As Forças Armadas da Coreia do Sul confirmaram que o projéctil lançado ontem pela vizinha Coreia do Norte é um míssil balístico intercontinental (ICBM), o quinto disparado por Pyongyang este ano.
“As nossas forças armadas detectaram o que se crê ser um míssil balístico de longo alcance lançado da zona de Pyongyang para o mar do Leste [nome dado ao mar do Japão nas duas Coreias] por volta das 08:24”, declarou o Estado-Maior Conjunto sul-coreano em comunicado.
O Ministério da Defesa japonês confirmou a hora do lançamento e acrescentou que o míssil aterrou por volta das 09:37 fora da zona económica especial do país, 250 quilómetros a oeste da ilha de Okushiri, perto de Hokkaido (norte), segundo a emissora estatal nipónica NHK.
A duração do voo coincide com os anteriores lançamentos deste tipo de míssil por Pyongyang e com a trajectória curva utilizada para testar este tipo de míssil.
O lançamento ocorre depois de a Coreia do Norte ter lançado outro míssil balístico de curto alcance no domingo e marca o 27.º teste de armamento registado por Pyongyang só este ano.
O disparo acontece, além disso, três dias depois de o conselheiro adjunto para a segurança nacional da Coreia do Sul, Kim Tae-hyo, ter afirmado que tinham sido detectados sinais de que o regime de Kim Jong-un poderia lançar um ICBM nos próximos dias.
O último ICBM que Pyongyang testou foi lançado em Julho, quando disparou um projéctil Hwasong-18 de combustível sólido a partir dos arredores da capital norte-coreana. Com este lançamento, o regime atingiu um recorde de cinco mísseis intercontinentais lançados este ano.

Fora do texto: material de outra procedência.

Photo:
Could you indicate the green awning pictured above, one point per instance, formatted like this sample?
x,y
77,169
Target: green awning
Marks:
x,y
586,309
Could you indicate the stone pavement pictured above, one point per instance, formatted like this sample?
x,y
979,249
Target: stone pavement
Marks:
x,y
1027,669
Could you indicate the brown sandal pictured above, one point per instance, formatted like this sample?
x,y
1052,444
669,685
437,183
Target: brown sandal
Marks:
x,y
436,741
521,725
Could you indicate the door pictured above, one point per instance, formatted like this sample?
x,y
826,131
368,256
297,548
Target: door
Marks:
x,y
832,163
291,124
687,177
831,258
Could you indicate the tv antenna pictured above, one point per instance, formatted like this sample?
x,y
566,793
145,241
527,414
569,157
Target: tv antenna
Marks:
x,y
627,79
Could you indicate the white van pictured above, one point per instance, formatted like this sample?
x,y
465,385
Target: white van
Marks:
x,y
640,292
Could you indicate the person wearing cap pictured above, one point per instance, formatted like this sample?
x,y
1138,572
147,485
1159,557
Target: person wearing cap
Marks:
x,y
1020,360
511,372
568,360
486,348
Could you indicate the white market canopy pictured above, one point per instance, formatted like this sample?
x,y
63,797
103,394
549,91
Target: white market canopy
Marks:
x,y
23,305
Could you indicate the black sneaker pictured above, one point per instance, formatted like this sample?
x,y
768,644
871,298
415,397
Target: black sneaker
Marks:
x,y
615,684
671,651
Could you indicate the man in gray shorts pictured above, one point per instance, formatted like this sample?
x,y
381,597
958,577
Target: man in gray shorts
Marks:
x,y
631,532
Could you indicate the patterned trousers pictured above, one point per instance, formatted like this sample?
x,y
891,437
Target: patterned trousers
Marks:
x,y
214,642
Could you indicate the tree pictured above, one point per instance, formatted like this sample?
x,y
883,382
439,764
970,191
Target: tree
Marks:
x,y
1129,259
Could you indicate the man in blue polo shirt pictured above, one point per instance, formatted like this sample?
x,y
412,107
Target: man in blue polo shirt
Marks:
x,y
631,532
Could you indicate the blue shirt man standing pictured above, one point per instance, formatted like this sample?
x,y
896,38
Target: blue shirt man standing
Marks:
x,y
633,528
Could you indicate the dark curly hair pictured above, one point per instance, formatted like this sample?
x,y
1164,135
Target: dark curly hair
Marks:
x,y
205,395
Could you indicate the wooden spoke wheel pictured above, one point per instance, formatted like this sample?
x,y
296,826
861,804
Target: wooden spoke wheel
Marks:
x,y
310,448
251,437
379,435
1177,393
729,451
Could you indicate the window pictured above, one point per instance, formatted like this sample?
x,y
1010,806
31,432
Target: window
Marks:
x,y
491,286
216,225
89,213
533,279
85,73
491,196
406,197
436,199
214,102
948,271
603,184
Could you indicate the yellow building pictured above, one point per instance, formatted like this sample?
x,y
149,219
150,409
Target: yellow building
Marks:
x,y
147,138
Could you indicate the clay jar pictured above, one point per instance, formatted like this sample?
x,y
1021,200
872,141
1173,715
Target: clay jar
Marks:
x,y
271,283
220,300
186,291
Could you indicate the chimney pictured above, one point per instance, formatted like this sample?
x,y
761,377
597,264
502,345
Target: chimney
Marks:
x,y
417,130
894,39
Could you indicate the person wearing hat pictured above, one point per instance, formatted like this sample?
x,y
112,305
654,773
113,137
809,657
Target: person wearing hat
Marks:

Esta última acção norte-coreana surge também depois de Pyongyang ter anunciado, a 23 de Novembro, o cancelamento da aplicação de um tratado militar com Seul, assinado em 2018 para reduzir a tensão nas zonas fronteiriças.
O Presidente da Coreia do Sul pediu uma resposta imediata, em coordenação com Estados Unidos e Japão, a este lançamento de míssil balístico intercontinental realizado pela Coreia do Norte em direcção ao Mar do Japão.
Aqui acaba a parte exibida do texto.